Mother's Day

by redheadgirl



Category: Pitch (TV 2016)
Genre: Gen, Padres team bonding
Language: English
Status: Completed
Published: 2017-05-20
Updated: 2017-05-20
Packaged: 2018-11-03 00:43:03
Rating: General Audiences
Warnings: No Archive Warnings Apply
Chapters: 1
Words: 2,990
Publisher: archiveofourown.org
Story URL: https://archiveofourown.org/works/10956147
Author URL: https://archiveofourown.org/users/redheadgirl/pseuds/redheadgirl
Summary: Ginny's response to MLB's request for a short clip about her mother.





	Mother's Day

**Author's Note:**

  * Inspired by [Ginny tells it like it is](https://archiveofourown.org/works/9850547) by [redheadgirl](https://archiveofourown.org/users/redheadgirl/pseuds/redheadgirl). 



> This is set in Spring Training at the beginning of her second season in the majors. Every year MLB has players give a 30-60 second soundbite about their mom in honor of Mother's Day. This is what I would imagine Ginny's response would be.
> 
> This is a previously posted chapter in Ginny Tells It Like It Is. It was suggested I make it a separate story, and I bow to that person's substantial experience.

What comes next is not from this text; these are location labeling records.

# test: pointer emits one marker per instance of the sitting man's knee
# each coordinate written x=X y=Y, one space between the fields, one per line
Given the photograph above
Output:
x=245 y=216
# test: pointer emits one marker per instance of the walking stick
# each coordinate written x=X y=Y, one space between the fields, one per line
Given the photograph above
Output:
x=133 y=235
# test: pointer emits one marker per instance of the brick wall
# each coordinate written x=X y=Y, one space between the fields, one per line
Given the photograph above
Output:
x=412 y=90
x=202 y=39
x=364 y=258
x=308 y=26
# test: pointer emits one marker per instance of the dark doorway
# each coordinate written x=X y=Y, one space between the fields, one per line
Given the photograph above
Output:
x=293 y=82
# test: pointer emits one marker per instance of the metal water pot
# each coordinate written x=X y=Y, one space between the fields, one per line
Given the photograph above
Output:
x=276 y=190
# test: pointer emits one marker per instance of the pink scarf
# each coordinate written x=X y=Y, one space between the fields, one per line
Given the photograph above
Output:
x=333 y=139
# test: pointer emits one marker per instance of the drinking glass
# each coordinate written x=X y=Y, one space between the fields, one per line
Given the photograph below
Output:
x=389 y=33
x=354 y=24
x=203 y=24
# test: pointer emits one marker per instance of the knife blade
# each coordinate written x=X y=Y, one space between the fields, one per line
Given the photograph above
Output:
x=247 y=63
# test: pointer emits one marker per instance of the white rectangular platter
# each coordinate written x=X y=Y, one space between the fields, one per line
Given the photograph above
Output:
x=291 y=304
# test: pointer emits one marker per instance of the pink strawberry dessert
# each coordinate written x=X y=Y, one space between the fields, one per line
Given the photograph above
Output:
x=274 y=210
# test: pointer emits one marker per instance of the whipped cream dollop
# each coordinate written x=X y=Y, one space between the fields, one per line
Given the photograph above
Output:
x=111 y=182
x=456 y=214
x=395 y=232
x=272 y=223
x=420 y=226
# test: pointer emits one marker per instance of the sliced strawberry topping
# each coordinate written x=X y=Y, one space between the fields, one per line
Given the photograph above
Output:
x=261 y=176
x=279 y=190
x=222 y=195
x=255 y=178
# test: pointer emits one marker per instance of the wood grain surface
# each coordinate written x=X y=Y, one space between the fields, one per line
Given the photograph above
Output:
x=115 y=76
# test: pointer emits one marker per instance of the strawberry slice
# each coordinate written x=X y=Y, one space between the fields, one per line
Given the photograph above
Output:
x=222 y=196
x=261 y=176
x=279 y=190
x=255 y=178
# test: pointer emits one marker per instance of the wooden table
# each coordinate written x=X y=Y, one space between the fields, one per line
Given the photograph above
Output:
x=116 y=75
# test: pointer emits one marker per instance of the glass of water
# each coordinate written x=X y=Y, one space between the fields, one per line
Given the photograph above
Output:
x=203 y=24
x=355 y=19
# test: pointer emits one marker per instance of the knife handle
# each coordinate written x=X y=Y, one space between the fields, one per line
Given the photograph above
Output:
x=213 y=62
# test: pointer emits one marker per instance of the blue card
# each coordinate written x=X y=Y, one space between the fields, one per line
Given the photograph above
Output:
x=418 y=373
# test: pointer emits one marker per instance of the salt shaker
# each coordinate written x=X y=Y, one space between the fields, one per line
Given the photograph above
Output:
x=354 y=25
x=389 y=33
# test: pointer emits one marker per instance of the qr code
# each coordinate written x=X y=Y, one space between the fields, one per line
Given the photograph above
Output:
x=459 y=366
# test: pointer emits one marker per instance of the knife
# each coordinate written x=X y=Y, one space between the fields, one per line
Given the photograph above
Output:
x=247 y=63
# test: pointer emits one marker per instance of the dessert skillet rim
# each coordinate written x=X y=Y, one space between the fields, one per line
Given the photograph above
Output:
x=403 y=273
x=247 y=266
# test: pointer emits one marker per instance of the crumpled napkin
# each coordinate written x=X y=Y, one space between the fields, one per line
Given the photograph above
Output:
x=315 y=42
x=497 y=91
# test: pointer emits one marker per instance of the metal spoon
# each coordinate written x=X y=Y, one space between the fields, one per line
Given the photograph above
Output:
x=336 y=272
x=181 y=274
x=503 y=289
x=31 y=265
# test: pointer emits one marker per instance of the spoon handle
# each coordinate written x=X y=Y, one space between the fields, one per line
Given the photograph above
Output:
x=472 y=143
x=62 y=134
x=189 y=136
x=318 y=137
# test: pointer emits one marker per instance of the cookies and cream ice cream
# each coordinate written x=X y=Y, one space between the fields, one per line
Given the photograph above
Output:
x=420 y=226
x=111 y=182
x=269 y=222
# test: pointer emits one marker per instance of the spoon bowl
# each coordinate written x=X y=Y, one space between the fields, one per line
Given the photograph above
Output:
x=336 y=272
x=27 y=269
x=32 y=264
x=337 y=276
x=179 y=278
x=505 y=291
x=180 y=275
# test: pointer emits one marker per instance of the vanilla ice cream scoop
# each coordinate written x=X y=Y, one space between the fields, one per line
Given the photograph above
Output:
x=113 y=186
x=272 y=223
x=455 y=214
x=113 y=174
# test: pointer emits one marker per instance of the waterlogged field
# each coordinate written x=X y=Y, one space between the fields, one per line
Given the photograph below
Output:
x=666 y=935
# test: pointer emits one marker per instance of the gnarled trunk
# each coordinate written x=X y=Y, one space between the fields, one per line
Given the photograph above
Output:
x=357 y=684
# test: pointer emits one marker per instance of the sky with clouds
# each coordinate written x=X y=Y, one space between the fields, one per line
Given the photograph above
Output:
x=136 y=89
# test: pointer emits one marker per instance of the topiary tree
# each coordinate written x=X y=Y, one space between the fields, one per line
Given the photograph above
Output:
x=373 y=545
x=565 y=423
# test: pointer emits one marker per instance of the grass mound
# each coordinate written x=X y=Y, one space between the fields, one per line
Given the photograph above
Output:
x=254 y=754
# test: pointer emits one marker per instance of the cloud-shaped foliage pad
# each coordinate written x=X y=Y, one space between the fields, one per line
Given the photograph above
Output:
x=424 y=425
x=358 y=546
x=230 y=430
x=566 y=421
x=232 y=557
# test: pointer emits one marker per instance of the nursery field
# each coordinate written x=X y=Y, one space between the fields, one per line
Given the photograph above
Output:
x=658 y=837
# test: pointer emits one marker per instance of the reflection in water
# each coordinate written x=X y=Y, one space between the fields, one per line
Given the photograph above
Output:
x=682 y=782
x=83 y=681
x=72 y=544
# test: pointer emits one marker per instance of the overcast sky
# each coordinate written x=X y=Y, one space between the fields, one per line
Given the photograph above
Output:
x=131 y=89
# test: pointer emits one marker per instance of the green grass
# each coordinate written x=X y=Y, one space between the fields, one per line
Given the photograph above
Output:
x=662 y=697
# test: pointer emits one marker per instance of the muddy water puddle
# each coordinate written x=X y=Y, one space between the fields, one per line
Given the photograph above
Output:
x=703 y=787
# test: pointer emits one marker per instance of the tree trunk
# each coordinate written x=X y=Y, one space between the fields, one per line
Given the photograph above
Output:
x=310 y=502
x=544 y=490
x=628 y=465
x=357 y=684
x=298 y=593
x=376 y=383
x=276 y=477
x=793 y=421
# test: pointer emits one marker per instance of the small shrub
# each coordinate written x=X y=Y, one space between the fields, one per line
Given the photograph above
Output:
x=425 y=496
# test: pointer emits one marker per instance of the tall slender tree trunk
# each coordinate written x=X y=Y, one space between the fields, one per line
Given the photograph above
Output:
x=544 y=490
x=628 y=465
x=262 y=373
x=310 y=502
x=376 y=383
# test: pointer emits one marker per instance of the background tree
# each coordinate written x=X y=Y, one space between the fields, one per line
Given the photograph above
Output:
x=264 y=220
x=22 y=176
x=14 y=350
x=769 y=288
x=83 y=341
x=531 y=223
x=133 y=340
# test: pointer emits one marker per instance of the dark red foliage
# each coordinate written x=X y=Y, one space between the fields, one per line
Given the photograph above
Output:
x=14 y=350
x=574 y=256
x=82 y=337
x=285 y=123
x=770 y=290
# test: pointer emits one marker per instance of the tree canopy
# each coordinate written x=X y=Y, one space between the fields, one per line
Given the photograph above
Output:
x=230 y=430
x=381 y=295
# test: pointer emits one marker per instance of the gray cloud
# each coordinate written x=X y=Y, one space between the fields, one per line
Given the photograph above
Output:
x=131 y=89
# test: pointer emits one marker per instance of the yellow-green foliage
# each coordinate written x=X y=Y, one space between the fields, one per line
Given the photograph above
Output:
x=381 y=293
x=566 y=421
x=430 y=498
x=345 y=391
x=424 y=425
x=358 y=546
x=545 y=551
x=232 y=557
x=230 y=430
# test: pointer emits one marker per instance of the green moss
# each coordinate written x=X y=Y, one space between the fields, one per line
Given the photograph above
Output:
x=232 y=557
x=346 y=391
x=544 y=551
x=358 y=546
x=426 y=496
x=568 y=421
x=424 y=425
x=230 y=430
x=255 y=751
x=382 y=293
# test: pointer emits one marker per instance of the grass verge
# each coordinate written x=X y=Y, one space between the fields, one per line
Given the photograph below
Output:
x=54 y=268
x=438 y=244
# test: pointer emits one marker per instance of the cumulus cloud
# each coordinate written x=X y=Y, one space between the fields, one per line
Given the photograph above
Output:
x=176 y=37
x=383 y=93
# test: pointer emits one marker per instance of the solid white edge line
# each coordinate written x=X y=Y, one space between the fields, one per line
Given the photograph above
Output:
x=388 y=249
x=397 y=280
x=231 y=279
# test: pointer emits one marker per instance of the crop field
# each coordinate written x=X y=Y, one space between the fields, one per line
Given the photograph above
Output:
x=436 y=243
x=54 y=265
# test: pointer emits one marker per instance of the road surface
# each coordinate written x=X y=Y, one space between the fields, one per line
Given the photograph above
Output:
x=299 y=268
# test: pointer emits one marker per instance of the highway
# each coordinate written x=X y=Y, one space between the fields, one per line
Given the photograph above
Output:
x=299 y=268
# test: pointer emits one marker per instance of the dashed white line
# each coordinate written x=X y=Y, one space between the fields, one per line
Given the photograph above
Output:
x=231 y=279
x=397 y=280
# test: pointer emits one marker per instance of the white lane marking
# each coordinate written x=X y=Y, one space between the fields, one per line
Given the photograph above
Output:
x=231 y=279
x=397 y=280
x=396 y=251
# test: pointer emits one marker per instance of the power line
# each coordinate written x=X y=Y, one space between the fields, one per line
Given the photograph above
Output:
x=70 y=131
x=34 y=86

To say Ginny's relationship with her mother was complex would be quite an understatement. There were undercurrents of so many emotions in their relationship it was astounding one of them hadn't drowned. So it was an unwelcome surprise when an MLB public relations official showed up to Spring Training and shoved a microphone into her face with no warning. Behind him was a cameraman, his camera already on his shoulder and ready to record.

"Tell me about your mother," the official prompted.

Ginny blinked in surprise. "Who are you?"

 The man sighed.  "I’m betting they didn’t tell you I’d be coming. I'm Terrell Green, the director of public relations for Major League Baseball. Every mother's day we do clips of different players talking about the role their mothers played in their life. It doesn't have to be long, just a quick story and a comment about how much she means to you."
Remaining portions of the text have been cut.